Adieu aux chaînes : le transport des forçats modernisé en 1839

En 1839, le gouvernement adopta une innovation majeure pour le transport des forçats : les voitures cellulaires. Cette décision fut accueillie avec soulagement par les défenseurs des droits humains. En effet, la disparition des chaînes signifiait la fin de traitements cruels et inutiles. De plus, elle mettait fin au spectacle choquant offert aux populations par le cynisme des prisonniers.
Ces nouvelles voitures étaient entièrement fermées. De plus, l’administration des postes assurait leur transport rapide. Ainsi, ces véhicules répondaient aux exigences de la morale publique et de l’humanité.
Le 19 juin 1839, un journaliste aixois assista au départ d’un convoi. Sept condamnés furent transférés des prisons d’Aix au bagne de Toulon. Voici quelques détails sur ce transport.

Un véhicule innovant

La voiture, de forme allongée, reposait sur quatre roues. Par ailleurs, sa conception s’inspirait des omnibus, avec une seule porte à l’arrière et des ouvertures sur le toit pour l’aération des cellules.
L’intérieur était divisé en trois parties. Premièrement, une partie centrale vide servait de couloir pour le conducteur ou le gardien. Deuxièmement, les deux autres parties étaient divisées en cellules individuelles. Chaque condamné était assis sur un siège rembourré, les jambes tendues. Enfin, chaque cellule possédait une petite fenêtre donnant sur le couloir, facilitant ainsi la surveillance et l’accès aux besoins des prisonniers.

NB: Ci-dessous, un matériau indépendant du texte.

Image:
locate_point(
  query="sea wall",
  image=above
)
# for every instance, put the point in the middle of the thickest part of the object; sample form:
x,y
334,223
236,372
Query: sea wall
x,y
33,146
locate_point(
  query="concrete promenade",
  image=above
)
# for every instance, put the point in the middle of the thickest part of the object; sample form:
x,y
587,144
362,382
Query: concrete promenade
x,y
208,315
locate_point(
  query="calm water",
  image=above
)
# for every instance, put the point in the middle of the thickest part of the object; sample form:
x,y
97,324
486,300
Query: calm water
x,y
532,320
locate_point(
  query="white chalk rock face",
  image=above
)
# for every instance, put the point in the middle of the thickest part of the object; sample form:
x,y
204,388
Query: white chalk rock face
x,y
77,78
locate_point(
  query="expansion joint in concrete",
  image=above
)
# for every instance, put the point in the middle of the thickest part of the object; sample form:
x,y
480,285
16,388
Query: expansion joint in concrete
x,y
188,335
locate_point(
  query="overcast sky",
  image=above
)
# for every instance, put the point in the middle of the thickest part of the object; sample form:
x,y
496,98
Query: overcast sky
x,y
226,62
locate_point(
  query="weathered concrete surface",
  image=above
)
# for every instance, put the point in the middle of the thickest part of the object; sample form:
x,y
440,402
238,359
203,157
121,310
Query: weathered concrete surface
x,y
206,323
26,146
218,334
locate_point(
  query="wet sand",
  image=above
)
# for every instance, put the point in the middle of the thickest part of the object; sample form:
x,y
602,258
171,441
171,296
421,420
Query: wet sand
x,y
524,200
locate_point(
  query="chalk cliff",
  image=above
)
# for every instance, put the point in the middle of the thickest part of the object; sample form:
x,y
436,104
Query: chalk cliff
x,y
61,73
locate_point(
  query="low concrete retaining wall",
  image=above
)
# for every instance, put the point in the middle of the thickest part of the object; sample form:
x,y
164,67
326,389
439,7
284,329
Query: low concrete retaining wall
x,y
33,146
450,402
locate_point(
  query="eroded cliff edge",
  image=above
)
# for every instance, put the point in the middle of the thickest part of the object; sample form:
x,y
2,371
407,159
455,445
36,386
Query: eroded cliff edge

L’équipement des condamnés

Avant le départ, l’agent responsable apporta l’équipement des condamnés. Il comprenait un pantalon, un gilet et une longue veste, faits d’étoffes grossières jaunes et grises. En outre, un bonnet bleu, une cravate bleue, des chaussettes et des sabots complétaient la tenue. Apparemment, les épaulettes en losange permettaient de repérer facilement les prisonniers en cas d’évasion, sans pour autant les ridiculiser.

L’attitude des condamnés et les mesures de sécurité

Les condamnés, indifférents, riaient et plaisantaient. L’un d’eux, même, demanda du vin et déclara qu’il recommencerait ses méfaits – « Croit-on que tout ceci m’empêchera de recommencer ? » dit-il. Une famille italienne, quant à elle, parlait de ce départ comme d’un simple voyage. Cette scène aurait pu inspirer Georges Sand, connue pour ses écrits sur les forçats.
Après une fouille minutieuse et la coupe des cheveux, les jambes des condamnés furent attachées avec une chaîne, limitant leurs mouvements. Le brigadier de gendarmerie lut ensuite le règlement du voyage.
Plusieurs règles strictes furent imposées. Premièrement, l’usage du tabac était interdit. Deuxièmement, le silence était obligatoire, sauf pour parler au conducteur en cas de nécessité. Troisièmement, en cas d’infraction, des sanctions étaient prévues : poucettes, suppression des coussins des sièges, liens aux bras et, en dernier recours, l’usage des armes. Le conducteur avertit d’ailleurs un condamné récalcitrant qu’il le surveillerait de près et qu’il n’hésiterait pas à faire usage de son arme en cas de mouvement suspect, en disant : « Mon garçon, je te mettrai près de moi et si tu bouges, je te brûle la cervelle. Sur ce, en avant ! » cria-t-il.
Finalement, après cet avertissement, les condamnés montèrent un à un dans la voiture. Puis, cinq chevaux les emmenèrent rapidement vers le bagne.
  • Sources : Le Mémorial d’Aix, 22 juin 1839, p. 3.